In the months leading up to Match Day, students interview with specialty programs at different institutions. NRMP software uses an algorithm to “match” applicants to open residency slots in the programs. Students learn in advance whether they match but don’t know where until they open their envelopes.

According to the NRMP, this was the largest match in its 70-year history, with a record number of 42,952 applicants who certified a rank order list and 40,375 certified positions.

Pitt Med’s Class of 2024 had exceptional results—according to Alda Maria Gonzaga, professor of medicine and pediatrics and associate dean for student affairs, 98% of this year’s  senior medical students who sought matches were successful. The national rate for MD seniors was 93.7%, the NRMP reported.

The largest group of Pitt students will be going into primary care – 32%. Hospital-based specialties are the second leading category, accounting for 26%, followed by 19% in surgery.

Many of the students will be staying in Pittsburgh, with at least 40 going to UPMC.

Among those is the class president, Savannah Tollefson, who matched for obstetrics and gynecology. She is from Richmond, Virginia, but has spent the last 10 years in Pittsburgh and calls herself an “adopted native.” She said the day represented “the culmination of people’s years of hard work.”

The class treasurer, Panagiotis Gourilas, who matched at UPMC for internal medicine, said he wanted to stay in Pittsburgh because of “the people that I've met within the program, be it residents, faculty, or just people that I really look up to.”

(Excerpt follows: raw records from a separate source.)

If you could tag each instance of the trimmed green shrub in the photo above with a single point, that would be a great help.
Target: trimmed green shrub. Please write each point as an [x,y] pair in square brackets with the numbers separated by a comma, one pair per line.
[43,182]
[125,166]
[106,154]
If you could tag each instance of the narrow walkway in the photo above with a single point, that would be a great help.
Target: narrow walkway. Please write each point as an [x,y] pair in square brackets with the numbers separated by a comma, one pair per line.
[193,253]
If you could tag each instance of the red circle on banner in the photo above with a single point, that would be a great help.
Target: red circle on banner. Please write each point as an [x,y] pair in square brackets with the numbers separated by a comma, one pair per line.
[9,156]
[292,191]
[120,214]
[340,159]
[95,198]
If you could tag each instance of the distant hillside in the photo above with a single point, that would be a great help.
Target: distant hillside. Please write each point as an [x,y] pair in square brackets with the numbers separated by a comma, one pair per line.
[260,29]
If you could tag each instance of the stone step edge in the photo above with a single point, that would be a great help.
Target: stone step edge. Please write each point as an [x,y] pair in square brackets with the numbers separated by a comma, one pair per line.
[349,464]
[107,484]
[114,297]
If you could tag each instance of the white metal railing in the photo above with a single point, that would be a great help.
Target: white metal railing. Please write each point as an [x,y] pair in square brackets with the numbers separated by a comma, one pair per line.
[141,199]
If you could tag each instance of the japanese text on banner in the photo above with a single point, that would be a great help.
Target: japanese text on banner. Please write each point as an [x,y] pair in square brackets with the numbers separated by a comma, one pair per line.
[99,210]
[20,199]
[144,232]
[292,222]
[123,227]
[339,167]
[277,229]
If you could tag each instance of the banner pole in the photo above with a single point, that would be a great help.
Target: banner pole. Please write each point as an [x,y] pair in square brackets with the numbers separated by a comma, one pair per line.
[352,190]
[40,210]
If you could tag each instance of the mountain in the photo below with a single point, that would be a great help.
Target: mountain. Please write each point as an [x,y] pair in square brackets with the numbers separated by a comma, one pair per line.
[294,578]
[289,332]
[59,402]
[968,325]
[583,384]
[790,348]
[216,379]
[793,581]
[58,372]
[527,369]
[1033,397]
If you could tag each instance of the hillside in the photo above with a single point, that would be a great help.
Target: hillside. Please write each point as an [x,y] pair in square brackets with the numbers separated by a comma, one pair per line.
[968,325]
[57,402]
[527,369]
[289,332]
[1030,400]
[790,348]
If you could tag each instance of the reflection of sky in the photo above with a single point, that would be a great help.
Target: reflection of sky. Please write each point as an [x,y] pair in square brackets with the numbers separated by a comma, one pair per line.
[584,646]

For Diana Mendoza-Cervantes, who attended Match Day with her dog, Niko, the choice to stay in Pittsburgh for her residency in neurology was not only because she loves the city, but also because she found that she could pursue work she’s passionate about here. 

“I want to work with adults with developmental disabilities, and that's not an established track within adult neurology,” she explained. “I spoke about that with a lot of mentors, and Pitt was very welcoming to the idea of me sort of going through this unexplored path.”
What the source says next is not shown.